In the first post of this series, we set the theoretical foundation of logistic regression. In this post we’ll explore the different techniques that make it work at scale and we’ll even go over a remarkably simple yet massively effective and scalable implementation (in python) connecting all the theoretical and practical concepts in only 30 lines of code.

## Signals representation: the Hashing Trick

In the previous post, we presented a canonical way of representing the signals (a.k.a. features) of a given training example \( (x^{(i)} , y_i)\) . We said that \(x^{(i)} ∈ \{0, 1\}^d\) is a sparse binary feature vector in a d-dimensional space. How does it connect to reality?

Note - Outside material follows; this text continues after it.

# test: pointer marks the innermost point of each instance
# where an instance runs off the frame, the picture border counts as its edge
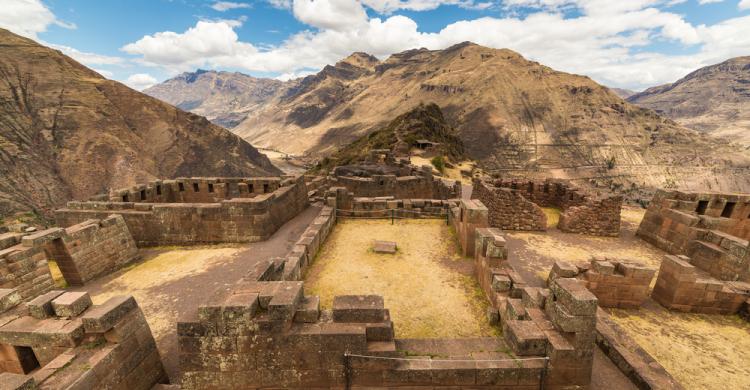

Let’s say that you are trying to predict if a person will be willing to make a donation based on a list of previous donators (c.f. this dataset with which we’ll play in the next part of this series). You have a lot of signals around the previous donators like e.g. their location (State/Zipcode), their title (Mr. , Dr., Professor, etc), their socio-economic status and hundreds of others (c.f. the full list here).

Each signal has its own cardinality, e.g. the socio-economic status can take only three values (High/Average/Low), while the Zipcode can take up to ~43000 values (according to that page). The standard way to represent such categorical features for classification/regression problems is called one-hot encoding. For example, for the socio-economic status , you’d have a vector of three bits, one for each possible value. For “High” the encoding would give (1,0,0) , for “Average” (0,1,0) and for “Low” (0,0,1). For the US state you’d have 50 bits, and for the title you’d have 100 bits (their are 100 different titles in the fields description page).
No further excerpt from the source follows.